As Justice Sotomayor recognized, the reality of being defined as a subject to arrest regardless of your criminal behavior is far more common for people of color and in this study in particular, for Black people. Remarkably (and I’m not sure I believe it), the relationship between arrest odds and crime activity was virtually the same for Black and White participants in the survey in 1979. For example, in 1979 both Black and White participants who were at the midpoint of criminal activity both had a .25 chance of being arrested. By 1997 it had exploded to .8 for Black participants (and .6 for Whites). In short, young people of both races are dramatically more exposed to arrest in 1997 they were a generation earlier, but significantly more so for Black youth.
In this Jot, I cannot do justice to the careful efforts made by the authors to assess the statistical and substantive validity of their data, or their use of logistic regression to assess the relationship between race and generation in this relationship. The one inferential issue I would like to have seen discussed is how the crime decline of the 1990s might play into this great decoupling. Afterall, youth in 1997 were less likely to be involved in crime than at any time in the previous two decades including 1979 (which was near the top of the crime wave). Police in 1997 were possibly less likely to find a real crime going on behind their racial profiling based stop and arrest than in 1979 (in both periods they could use petty offenses to back up their arrest in any event).
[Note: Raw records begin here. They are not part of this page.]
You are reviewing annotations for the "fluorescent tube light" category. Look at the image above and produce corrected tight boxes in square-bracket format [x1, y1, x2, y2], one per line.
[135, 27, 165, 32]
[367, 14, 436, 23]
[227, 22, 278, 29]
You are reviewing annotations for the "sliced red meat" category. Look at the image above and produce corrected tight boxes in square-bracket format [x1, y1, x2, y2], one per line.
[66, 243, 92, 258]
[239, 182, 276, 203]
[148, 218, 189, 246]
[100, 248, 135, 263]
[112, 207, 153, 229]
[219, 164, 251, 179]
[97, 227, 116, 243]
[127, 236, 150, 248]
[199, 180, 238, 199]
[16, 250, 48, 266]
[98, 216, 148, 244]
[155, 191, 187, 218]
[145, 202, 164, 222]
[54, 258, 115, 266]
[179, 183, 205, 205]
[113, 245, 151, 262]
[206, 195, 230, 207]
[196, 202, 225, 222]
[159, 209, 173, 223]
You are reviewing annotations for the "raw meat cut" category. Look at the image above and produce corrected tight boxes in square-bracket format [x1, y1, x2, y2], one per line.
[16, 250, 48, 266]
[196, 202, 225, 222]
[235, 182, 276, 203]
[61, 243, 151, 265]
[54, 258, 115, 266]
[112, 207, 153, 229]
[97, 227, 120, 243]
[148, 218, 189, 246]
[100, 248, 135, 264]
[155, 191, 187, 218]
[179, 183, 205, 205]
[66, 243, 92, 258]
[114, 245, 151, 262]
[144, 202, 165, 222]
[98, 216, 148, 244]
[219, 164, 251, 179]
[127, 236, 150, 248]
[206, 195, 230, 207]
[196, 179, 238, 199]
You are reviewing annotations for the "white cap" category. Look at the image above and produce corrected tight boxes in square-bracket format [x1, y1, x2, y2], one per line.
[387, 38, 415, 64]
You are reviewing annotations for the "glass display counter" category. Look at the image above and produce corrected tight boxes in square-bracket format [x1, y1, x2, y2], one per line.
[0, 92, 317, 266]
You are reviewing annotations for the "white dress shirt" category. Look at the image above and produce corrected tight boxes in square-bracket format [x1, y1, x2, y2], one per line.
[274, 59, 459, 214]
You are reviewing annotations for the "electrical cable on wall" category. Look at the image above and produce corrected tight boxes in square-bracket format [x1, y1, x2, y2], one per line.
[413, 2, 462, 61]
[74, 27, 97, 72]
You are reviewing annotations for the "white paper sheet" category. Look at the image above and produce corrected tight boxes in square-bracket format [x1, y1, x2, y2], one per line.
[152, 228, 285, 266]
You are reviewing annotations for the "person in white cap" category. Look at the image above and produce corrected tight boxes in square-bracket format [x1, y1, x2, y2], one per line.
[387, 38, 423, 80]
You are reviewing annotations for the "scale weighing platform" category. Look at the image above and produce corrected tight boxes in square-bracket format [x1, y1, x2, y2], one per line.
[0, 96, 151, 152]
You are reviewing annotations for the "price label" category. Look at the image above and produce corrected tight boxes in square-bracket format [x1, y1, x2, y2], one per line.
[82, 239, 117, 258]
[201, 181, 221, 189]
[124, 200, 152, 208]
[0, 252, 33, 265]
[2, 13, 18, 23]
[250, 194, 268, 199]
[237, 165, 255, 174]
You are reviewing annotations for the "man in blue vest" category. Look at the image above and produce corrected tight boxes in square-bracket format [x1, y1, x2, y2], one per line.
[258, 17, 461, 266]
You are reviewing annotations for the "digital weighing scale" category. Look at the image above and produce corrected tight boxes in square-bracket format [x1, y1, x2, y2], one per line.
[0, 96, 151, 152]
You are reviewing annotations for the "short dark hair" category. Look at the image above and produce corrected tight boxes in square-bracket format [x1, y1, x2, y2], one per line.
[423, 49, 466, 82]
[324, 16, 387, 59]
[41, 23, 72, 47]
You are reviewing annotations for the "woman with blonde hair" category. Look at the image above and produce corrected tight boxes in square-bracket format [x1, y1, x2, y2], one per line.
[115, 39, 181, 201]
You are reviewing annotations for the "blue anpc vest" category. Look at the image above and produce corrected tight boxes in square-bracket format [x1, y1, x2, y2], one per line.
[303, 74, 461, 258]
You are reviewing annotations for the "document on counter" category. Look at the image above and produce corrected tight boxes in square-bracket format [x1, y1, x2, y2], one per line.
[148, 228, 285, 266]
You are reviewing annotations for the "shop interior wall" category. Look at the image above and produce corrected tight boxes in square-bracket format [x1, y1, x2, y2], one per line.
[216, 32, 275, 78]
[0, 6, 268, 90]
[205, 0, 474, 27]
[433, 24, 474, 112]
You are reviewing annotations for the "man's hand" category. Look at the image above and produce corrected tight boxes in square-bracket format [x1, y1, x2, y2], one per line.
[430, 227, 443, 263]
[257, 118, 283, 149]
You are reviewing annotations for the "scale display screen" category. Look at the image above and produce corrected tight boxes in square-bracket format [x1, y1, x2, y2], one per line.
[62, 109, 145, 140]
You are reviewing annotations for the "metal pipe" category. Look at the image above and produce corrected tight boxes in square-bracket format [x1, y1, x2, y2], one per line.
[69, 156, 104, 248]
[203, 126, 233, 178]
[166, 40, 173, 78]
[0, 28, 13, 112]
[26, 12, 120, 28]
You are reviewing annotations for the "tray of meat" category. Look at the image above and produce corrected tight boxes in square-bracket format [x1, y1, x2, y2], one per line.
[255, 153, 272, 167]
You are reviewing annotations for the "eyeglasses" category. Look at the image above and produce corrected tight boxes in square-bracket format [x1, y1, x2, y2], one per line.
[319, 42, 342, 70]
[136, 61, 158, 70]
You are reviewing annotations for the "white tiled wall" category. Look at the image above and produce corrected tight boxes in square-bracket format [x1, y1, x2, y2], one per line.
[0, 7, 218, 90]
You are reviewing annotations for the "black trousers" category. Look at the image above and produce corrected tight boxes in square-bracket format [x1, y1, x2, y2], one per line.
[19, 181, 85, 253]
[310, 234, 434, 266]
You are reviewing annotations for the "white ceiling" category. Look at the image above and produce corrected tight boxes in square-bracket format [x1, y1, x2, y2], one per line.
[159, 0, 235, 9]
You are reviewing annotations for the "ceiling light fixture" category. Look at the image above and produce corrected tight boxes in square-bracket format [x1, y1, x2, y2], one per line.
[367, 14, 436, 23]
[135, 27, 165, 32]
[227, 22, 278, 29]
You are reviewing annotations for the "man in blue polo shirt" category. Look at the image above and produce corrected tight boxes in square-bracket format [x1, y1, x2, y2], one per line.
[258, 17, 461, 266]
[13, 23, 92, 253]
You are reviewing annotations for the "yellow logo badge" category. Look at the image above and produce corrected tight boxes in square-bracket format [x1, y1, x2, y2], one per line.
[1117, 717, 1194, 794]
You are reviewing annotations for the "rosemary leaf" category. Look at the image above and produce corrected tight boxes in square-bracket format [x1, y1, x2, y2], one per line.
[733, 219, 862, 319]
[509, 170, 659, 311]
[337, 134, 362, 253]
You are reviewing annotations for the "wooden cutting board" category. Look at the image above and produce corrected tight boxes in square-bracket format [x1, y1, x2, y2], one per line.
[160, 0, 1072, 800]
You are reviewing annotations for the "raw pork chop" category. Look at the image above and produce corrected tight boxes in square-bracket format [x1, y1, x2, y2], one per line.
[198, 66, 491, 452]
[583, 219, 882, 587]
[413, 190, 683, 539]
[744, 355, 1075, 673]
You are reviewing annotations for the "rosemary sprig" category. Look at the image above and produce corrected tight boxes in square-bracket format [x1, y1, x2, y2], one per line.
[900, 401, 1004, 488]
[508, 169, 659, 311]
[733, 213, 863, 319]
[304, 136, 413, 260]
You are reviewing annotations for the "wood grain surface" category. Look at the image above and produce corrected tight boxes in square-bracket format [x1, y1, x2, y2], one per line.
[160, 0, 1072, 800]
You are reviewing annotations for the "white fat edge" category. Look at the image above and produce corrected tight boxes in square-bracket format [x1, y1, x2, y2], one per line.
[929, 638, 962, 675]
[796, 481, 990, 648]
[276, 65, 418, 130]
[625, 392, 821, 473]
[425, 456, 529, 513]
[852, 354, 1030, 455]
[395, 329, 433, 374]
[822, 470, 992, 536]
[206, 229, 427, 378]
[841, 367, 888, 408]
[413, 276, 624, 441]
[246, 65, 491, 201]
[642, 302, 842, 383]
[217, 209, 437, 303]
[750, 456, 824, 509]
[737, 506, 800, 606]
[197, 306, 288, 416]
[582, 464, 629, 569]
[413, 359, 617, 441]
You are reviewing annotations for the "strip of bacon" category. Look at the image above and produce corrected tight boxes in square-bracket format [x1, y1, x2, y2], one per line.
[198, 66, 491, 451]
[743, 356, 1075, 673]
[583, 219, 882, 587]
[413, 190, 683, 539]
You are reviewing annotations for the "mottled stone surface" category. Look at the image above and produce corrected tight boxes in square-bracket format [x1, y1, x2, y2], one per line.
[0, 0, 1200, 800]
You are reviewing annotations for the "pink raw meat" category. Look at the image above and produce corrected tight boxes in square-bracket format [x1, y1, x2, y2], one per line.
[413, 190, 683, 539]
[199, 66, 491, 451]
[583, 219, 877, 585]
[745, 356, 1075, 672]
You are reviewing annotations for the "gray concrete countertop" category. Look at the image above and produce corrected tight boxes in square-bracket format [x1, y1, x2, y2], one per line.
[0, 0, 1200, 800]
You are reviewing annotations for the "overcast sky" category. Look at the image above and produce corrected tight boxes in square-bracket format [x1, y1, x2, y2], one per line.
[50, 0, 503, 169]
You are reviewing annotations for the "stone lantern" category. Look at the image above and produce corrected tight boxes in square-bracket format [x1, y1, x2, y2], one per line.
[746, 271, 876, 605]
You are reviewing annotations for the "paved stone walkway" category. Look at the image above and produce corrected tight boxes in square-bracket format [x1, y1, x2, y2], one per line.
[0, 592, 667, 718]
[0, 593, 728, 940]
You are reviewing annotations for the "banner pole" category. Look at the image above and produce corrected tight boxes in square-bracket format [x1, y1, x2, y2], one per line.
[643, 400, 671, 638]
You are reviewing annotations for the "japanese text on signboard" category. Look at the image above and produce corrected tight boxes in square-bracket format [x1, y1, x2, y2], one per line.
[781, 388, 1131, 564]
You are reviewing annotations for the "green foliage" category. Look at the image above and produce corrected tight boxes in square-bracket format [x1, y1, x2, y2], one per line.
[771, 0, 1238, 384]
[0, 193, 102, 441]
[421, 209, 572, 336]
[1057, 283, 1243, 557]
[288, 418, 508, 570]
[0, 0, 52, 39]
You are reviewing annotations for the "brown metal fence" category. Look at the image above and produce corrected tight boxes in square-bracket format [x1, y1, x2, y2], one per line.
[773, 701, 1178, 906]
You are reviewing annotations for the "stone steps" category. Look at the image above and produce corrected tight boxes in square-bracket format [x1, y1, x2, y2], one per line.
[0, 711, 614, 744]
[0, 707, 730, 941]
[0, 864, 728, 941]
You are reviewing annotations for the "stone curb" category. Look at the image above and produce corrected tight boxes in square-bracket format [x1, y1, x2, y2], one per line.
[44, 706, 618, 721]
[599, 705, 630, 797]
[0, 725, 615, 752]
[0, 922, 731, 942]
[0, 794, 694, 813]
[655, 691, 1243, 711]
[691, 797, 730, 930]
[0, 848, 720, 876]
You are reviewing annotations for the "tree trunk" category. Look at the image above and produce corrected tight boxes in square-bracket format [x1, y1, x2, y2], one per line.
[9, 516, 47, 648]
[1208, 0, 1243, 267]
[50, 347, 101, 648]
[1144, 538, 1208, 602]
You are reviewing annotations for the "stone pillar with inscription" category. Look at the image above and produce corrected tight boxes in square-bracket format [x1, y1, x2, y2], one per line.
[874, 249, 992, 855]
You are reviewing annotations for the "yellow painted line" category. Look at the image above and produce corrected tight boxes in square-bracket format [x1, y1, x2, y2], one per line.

The very important point of this article however is that the drop in criminal behavior across the country since the 1990s did little to protect youth, especially Black youth, from the disruptive and destructive effects of arrest because arrest is no longer closely tied to actual criminal conduct. The wave of policies we unleashed to increase punishment and police contacts in the 1980s and 1990s effectively decoupled crime and punishment. We have long recognized wrongful conviction of those imprisoned or facing the death penalty as a problem of enormous moral significance and not nearly rare enough (if rare overall). Here at the other end of the system, which is now beginning to be studied more intensively, this important research suggests that the punishment of the innocent is routine. Moreover, the remarkably high odds Black youth in 1997 faced of being arrested without having been involved in a crime strongly suggests that the conflation of crime with Blackness that began in the Eugenic era has actually increased in its grip on American criminal justice.